В письме ко мне этой же осенью Л. Н-ч сообщает сведение о новом, родственном ему по духу учении:

"Я вам говорил о Christian science учении, которое недавно возникло в Америке. Они очень сочувствуют моим взглядам и пишут мне и присылают и книги, и брошюры. В этом учении есть много гораздо более важного, чем мне показалось сначала. Слабая сторона их, усиливаемая их женщинами, в том, что можно лечить болезни духовно, и это глупо, но основная мысль, прекрасно выраженная, которую я дал племяннице перевести, такая: болезни и грехи -- это все равно, что движение и тепло: одно переходит в другое. Болезни большею частью -- последствия греха, и чтобы избавиться от них, надо избавиться от греха -- заблуждения. И живя в заблуждении, надо знать, что живешь в болезни, которая если еще не появилась, то неизбежно появится. Важно еще то, что всякий человек, подвергаясь болезням, несет ответственность за заблуждения других: и предков, и современников; и что каждый, живя в заблуждении, вносит болезни и страдания в других -- в потомков и в современников. И что каждый, живя безболезненно, обязан этим другим -- и предкам, и современным добрым людям, и что каждый, освобождаясь от заблуждений, излечивает не одного себя (одного и нельзя), а и потомков, и современников".
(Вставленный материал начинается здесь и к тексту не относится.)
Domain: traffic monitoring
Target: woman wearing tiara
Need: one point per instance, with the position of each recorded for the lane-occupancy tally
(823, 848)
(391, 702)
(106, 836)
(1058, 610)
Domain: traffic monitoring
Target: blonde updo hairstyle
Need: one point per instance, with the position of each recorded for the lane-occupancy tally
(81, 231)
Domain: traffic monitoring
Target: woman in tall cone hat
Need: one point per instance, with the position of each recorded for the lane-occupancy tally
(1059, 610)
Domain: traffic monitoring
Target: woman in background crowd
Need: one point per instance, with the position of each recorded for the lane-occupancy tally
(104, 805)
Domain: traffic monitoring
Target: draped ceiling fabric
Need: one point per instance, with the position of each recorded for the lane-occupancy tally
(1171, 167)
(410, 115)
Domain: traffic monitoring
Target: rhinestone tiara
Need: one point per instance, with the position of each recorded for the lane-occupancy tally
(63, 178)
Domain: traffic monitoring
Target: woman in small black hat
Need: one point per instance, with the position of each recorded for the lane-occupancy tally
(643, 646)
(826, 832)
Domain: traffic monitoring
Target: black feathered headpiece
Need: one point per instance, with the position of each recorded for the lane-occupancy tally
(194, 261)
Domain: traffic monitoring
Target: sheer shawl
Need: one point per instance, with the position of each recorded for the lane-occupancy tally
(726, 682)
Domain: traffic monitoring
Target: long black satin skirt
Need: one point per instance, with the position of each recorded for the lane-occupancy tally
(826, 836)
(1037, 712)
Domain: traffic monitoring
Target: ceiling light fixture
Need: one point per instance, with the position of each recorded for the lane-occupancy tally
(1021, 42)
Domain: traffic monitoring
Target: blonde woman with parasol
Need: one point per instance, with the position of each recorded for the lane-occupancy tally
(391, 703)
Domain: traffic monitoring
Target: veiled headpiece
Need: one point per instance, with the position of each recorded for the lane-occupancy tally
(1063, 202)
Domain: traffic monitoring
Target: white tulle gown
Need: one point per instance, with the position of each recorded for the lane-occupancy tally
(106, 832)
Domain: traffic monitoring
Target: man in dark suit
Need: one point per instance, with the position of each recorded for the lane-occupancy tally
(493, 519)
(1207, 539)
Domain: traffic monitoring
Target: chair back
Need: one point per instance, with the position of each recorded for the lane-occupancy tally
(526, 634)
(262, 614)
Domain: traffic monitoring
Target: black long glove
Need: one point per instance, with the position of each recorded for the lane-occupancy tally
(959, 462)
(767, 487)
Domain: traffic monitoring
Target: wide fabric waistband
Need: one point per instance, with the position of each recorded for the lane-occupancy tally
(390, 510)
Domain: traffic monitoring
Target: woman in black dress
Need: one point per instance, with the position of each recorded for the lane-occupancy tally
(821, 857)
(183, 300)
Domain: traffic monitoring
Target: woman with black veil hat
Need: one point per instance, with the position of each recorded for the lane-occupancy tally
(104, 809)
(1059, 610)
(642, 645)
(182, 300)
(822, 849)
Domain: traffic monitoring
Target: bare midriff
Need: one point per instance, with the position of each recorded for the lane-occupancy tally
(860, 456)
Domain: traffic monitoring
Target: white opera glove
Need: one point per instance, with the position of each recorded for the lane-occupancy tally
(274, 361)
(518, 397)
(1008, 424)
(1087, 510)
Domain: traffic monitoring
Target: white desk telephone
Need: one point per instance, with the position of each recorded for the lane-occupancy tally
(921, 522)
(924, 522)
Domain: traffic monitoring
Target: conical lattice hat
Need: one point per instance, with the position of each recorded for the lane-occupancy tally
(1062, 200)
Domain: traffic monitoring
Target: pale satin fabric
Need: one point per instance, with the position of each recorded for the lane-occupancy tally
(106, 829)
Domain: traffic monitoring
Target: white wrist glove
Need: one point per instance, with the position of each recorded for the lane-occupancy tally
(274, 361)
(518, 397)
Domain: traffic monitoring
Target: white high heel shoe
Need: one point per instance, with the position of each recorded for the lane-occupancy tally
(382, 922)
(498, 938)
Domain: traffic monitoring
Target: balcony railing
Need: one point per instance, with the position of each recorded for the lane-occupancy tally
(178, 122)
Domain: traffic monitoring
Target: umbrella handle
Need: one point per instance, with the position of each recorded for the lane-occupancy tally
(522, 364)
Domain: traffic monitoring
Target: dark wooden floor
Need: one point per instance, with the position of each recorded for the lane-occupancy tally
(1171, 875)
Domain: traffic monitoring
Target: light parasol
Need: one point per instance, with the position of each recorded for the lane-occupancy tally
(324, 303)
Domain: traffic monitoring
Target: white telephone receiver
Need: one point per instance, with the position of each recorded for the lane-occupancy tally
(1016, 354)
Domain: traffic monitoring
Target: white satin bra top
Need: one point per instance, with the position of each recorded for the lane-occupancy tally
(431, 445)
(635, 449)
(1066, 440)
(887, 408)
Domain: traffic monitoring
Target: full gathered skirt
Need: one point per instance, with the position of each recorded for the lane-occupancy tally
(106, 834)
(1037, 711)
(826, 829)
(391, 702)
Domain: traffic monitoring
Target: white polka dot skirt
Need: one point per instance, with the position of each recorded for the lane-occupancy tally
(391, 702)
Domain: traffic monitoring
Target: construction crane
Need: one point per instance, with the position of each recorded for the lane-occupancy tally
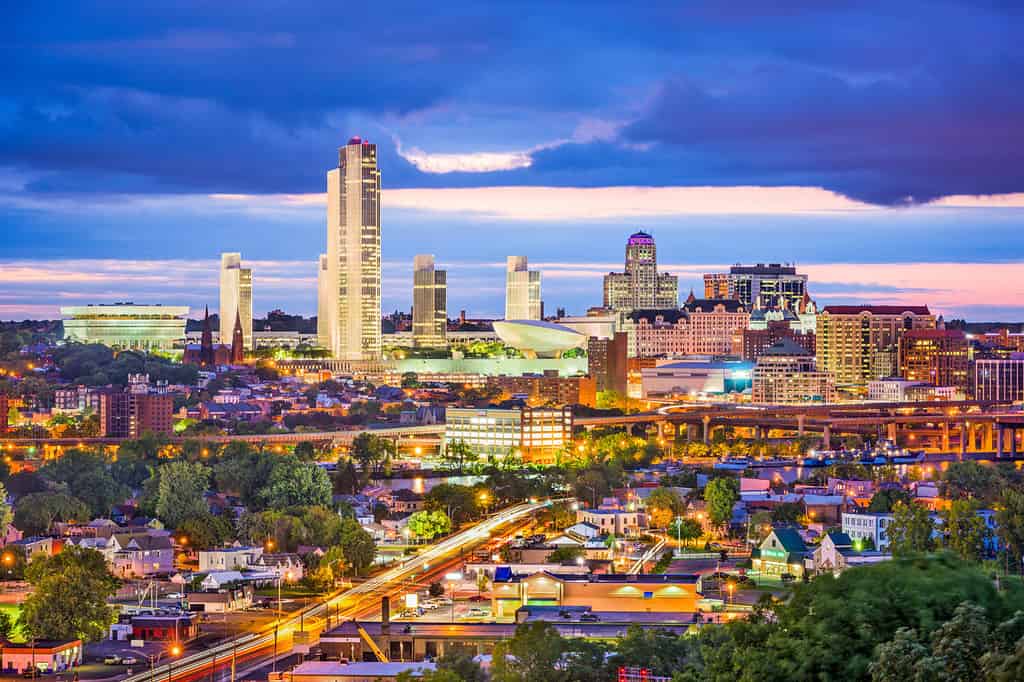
(371, 643)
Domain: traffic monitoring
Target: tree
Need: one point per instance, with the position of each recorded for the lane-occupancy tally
(721, 496)
(429, 524)
(910, 529)
(565, 554)
(895, 661)
(685, 529)
(69, 596)
(1010, 524)
(35, 513)
(664, 504)
(964, 530)
(357, 546)
(532, 654)
(180, 492)
(970, 479)
(457, 455)
(884, 500)
(206, 531)
(295, 482)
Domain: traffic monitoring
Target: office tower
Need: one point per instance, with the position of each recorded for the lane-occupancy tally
(999, 378)
(641, 286)
(236, 298)
(773, 286)
(937, 356)
(522, 290)
(787, 373)
(607, 364)
(323, 301)
(859, 343)
(429, 303)
(353, 249)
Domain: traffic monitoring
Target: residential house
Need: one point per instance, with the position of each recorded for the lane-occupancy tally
(228, 558)
(839, 552)
(141, 556)
(781, 552)
(868, 525)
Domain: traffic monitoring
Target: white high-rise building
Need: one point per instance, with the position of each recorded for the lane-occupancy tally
(429, 303)
(522, 290)
(236, 298)
(323, 302)
(353, 251)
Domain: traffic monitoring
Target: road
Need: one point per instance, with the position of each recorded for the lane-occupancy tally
(356, 601)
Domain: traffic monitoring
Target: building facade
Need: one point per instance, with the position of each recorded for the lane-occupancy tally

Все эти мысли весьма характерны для Л. Н-ча и показывают широту его взглядов, отсутствие всякого педантизма. Ему важно не формальное решение вопроса, а решение его по существу. Он искал, по слову Евангелия, прежде всего Царства Божия и правды его, зная, что все остальное приложится к нему.

Общее настроение Л. Н-ча в это время было чрезвычайно бодрое и радостное. В октябре 1887 года он писал между прочим Страхову:

"Не сметь быть ничем иным, как счастливым, благодарным и радостным, с успехом повторяю себе. И очень рад, что вы с этим согласны".